2. earmarking $3.6 million of the funds set aside for shelter de-intensification specifically for creating 4-5 new “tiny home” villages — altogether 200-250 new units. This proposed amendment split the Council; while they all support more tiny home villages, they recognize that there have been difficulties in siting them, and that there is currently only one provider that operates the villages (LIHI). That raised concerns that the money might sit unused because either a site could not be found or LIHI could not scale up to operate more sites (or simply that the Mayor would not prioritize moving the effort forward). After a long discussion, the amendment was adopted by a 5-2-2 vote, with Pedersen and Mosqueda voting “no” and Gonzalez and Strauss abstaining.
3. additional language expressing the Council’s intent to offer further relief for small businesses by reducing their B&O tax bill.
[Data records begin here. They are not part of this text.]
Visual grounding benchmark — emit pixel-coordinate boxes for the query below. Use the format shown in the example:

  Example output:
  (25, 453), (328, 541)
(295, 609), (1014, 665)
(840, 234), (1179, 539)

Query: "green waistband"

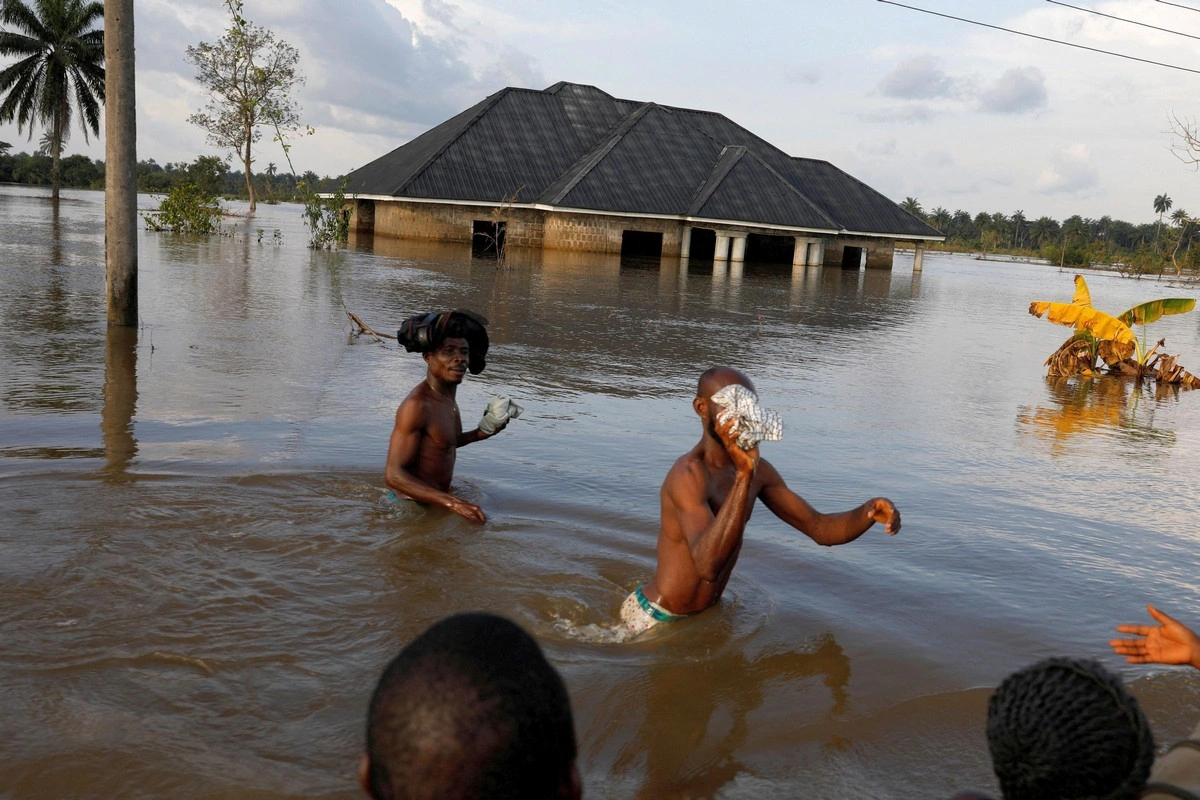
(634, 583), (686, 622)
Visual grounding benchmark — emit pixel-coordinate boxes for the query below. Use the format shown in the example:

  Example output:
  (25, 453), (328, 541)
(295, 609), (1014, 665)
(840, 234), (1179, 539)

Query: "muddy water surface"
(0, 187), (1200, 798)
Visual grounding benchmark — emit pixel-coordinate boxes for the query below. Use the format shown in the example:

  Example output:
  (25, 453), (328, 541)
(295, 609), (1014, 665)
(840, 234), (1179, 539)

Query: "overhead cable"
(1154, 0), (1200, 13)
(1046, 0), (1200, 40)
(878, 0), (1200, 74)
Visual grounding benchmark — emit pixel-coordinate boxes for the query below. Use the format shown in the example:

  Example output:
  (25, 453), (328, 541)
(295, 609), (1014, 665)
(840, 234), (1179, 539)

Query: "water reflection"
(610, 633), (851, 800)
(1016, 375), (1178, 457)
(100, 325), (138, 480)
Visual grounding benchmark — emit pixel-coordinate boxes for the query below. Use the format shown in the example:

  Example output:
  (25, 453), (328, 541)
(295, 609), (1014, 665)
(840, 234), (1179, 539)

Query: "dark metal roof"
(347, 83), (940, 236)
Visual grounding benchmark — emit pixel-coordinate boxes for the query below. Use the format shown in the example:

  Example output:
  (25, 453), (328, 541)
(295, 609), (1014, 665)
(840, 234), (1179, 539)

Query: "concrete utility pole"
(104, 0), (138, 326)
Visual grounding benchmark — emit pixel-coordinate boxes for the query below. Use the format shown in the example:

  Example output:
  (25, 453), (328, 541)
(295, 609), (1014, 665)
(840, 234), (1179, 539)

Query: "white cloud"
(1034, 144), (1099, 194)
(880, 55), (959, 100)
(979, 67), (1046, 114)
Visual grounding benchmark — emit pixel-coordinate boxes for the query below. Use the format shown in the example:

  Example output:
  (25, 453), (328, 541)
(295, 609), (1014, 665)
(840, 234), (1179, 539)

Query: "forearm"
(809, 500), (875, 547)
(692, 473), (752, 581)
(455, 428), (496, 447)
(384, 470), (457, 511)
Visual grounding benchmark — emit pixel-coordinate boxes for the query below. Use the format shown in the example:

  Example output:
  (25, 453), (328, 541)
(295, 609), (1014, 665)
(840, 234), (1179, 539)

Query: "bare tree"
(187, 0), (305, 213)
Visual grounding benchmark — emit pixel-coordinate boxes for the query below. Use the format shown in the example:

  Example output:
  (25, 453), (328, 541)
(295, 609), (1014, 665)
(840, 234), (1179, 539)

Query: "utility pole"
(104, 0), (138, 326)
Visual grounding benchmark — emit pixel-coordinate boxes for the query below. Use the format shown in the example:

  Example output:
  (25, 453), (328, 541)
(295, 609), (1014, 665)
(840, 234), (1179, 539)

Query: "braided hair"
(988, 657), (1154, 800)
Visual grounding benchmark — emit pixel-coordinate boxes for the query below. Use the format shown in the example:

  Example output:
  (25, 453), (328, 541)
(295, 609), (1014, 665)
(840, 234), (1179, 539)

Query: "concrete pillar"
(808, 239), (824, 266)
(792, 236), (809, 267)
(730, 260), (745, 288)
(730, 234), (746, 261)
(713, 231), (730, 261)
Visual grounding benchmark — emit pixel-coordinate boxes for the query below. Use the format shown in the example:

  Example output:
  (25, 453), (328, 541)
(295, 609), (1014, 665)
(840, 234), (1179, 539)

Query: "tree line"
(900, 194), (1200, 275)
(0, 142), (344, 203)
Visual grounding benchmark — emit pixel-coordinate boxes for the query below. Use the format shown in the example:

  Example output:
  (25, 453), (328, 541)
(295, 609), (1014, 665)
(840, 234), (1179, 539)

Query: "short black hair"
(367, 612), (576, 800)
(988, 657), (1154, 800)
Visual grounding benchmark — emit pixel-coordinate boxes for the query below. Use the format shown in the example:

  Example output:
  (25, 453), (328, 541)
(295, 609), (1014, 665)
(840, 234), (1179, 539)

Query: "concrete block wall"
(542, 211), (683, 257)
(360, 200), (545, 247)
(822, 236), (895, 270)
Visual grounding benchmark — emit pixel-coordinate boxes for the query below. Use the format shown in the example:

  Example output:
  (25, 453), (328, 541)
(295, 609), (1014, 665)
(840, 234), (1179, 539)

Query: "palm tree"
(1154, 192), (1171, 243)
(929, 206), (950, 233)
(1030, 216), (1058, 247)
(900, 197), (925, 219)
(1012, 209), (1028, 247)
(0, 0), (104, 201)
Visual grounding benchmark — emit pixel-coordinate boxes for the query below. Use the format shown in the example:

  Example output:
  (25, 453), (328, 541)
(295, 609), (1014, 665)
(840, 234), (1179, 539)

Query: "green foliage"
(300, 181), (350, 249)
(0, 0), (104, 198)
(142, 181), (221, 236)
(187, 0), (305, 213)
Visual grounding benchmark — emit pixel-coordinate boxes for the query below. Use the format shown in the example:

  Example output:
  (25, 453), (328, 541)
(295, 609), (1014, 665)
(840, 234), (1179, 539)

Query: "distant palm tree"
(929, 206), (950, 233)
(1154, 193), (1171, 243)
(1030, 217), (1060, 247)
(900, 197), (925, 219)
(0, 0), (104, 200)
(1010, 209), (1027, 247)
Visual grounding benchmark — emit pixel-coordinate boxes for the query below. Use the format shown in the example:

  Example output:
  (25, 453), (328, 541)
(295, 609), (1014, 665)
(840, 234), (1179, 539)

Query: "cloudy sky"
(0, 0), (1200, 222)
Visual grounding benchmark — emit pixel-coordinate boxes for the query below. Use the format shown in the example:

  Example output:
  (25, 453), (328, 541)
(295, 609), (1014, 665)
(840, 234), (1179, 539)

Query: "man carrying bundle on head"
(384, 311), (522, 522)
(620, 367), (900, 634)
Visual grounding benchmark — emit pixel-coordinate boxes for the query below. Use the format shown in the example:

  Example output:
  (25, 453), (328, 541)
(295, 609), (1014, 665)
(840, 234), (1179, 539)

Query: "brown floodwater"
(0, 187), (1200, 799)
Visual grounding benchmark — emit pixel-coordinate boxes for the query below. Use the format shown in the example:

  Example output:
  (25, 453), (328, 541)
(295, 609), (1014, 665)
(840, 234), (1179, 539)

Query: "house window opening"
(841, 247), (864, 270)
(470, 219), (508, 258)
(620, 230), (662, 258)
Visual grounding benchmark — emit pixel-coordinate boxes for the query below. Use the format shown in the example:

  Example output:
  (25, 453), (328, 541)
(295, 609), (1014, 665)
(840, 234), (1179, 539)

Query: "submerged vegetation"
(900, 194), (1200, 276)
(1030, 275), (1200, 389)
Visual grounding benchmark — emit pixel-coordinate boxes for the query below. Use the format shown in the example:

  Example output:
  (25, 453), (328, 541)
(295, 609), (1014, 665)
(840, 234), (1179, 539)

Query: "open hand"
(1109, 606), (1200, 669)
(446, 497), (487, 522)
(866, 498), (900, 536)
(716, 416), (758, 474)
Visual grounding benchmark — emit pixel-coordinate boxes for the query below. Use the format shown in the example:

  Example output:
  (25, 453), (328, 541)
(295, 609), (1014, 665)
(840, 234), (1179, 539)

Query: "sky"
(0, 0), (1200, 223)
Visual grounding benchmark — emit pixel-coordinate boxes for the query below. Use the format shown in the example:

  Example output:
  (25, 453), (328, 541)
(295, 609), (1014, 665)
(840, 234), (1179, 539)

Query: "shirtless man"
(384, 312), (508, 522)
(620, 367), (900, 633)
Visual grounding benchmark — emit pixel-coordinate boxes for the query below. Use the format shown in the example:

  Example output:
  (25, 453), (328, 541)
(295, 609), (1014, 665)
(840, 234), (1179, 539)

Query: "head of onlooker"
(359, 613), (581, 800)
(988, 657), (1154, 800)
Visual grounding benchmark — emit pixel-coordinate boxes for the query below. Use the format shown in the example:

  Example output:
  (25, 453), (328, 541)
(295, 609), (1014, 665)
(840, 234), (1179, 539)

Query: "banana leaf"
(1070, 275), (1094, 309)
(1030, 302), (1138, 344)
(1108, 298), (1196, 325)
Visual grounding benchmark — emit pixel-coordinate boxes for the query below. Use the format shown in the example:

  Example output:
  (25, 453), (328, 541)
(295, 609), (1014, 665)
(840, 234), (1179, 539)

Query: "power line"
(1046, 0), (1200, 40)
(1154, 0), (1200, 13)
(878, 0), (1200, 74)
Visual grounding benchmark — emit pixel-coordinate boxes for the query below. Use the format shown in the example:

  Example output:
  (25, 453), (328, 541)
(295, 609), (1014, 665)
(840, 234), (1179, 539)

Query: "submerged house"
(346, 83), (943, 269)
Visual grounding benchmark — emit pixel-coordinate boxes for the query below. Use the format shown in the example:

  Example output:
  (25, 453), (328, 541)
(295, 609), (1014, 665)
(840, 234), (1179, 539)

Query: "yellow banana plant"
(1030, 275), (1196, 363)
(1030, 298), (1141, 356)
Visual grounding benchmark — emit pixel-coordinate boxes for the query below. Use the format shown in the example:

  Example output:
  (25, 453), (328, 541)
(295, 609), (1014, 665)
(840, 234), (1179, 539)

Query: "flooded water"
(0, 187), (1200, 799)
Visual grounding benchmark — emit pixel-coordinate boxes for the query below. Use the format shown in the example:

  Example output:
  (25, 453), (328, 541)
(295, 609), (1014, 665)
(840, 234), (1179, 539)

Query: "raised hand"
(716, 415), (758, 473)
(868, 498), (900, 536)
(1109, 606), (1200, 669)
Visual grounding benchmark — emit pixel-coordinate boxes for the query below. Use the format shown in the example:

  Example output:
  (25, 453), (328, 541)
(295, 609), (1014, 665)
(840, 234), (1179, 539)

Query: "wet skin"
(642, 367), (900, 614)
(384, 338), (508, 522)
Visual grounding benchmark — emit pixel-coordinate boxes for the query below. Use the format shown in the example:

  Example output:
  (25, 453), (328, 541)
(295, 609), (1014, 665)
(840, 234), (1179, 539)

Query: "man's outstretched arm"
(1109, 606), (1200, 669)
(758, 461), (900, 547)
(384, 402), (486, 522)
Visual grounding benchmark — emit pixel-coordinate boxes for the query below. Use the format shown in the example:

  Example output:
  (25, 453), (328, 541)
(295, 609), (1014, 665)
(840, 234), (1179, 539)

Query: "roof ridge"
(791, 156), (941, 233)
(749, 150), (845, 230)
(688, 145), (748, 217)
(394, 86), (508, 196)
(540, 101), (661, 205)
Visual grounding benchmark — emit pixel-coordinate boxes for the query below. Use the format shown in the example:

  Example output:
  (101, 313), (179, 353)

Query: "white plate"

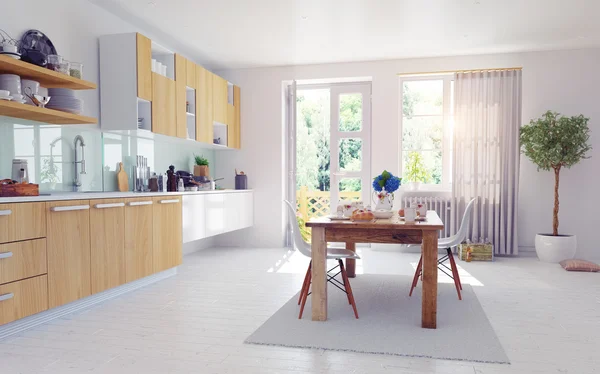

Council member Strauss offered a fourth amendment that wasn’t adopted, which would borrow an additional $9 million from the city’s reserve funds to add to the small business stabilization fund. Concerns were raised that further draining the reserve funds (down to about $12 million) could create issues next year when the city’s budget shortfall is expected to be at least as bad as this year’s. The amendment failed by a 3-4-2 vote, with Strauss, Juarez and Mosqueda the only “yes” votes and Pedersen and Sawant abstaining. Strauss said that he would likely offer a similar amendment when the bill comes up for final approval next Monday, but at a lower amount.
The Council worked its way through eight amendments, adopting all of them. Several of them articulated the Council’s intents and expectations for how funds would be spent and who would be consulted along the way. Another group of the amendments changed the sizes of the allocations to the various categories of investments, often to prioritize individual Council members’ districts or legislative agendas. Council member Juarez added language that required equitable distribution of funds across Seattle’s low-income neighborhoods as she continues to fight to ensure that her District 5 isn’t overlooked. Gonzalez, Herbold and Morales requested the executive branch to develop a new rental assistance program to ensure that there isn’t an “avalanche” of evictions when the current eviction moratorium is lifted. Council member Sawant, after several days of loudly campaigning for $50 million to be set aside annually to build 1,000 new homes in the Central Area, had to settle for an additional $5 million per year in the pre-existing category for “housing and services,” though with an additional statement calling out “the Central area and other impacted communities” as a priority for the funding.
Tha amended resolution passed unanimously.
Both bills come up for final approval next Monday afternoon, July 20.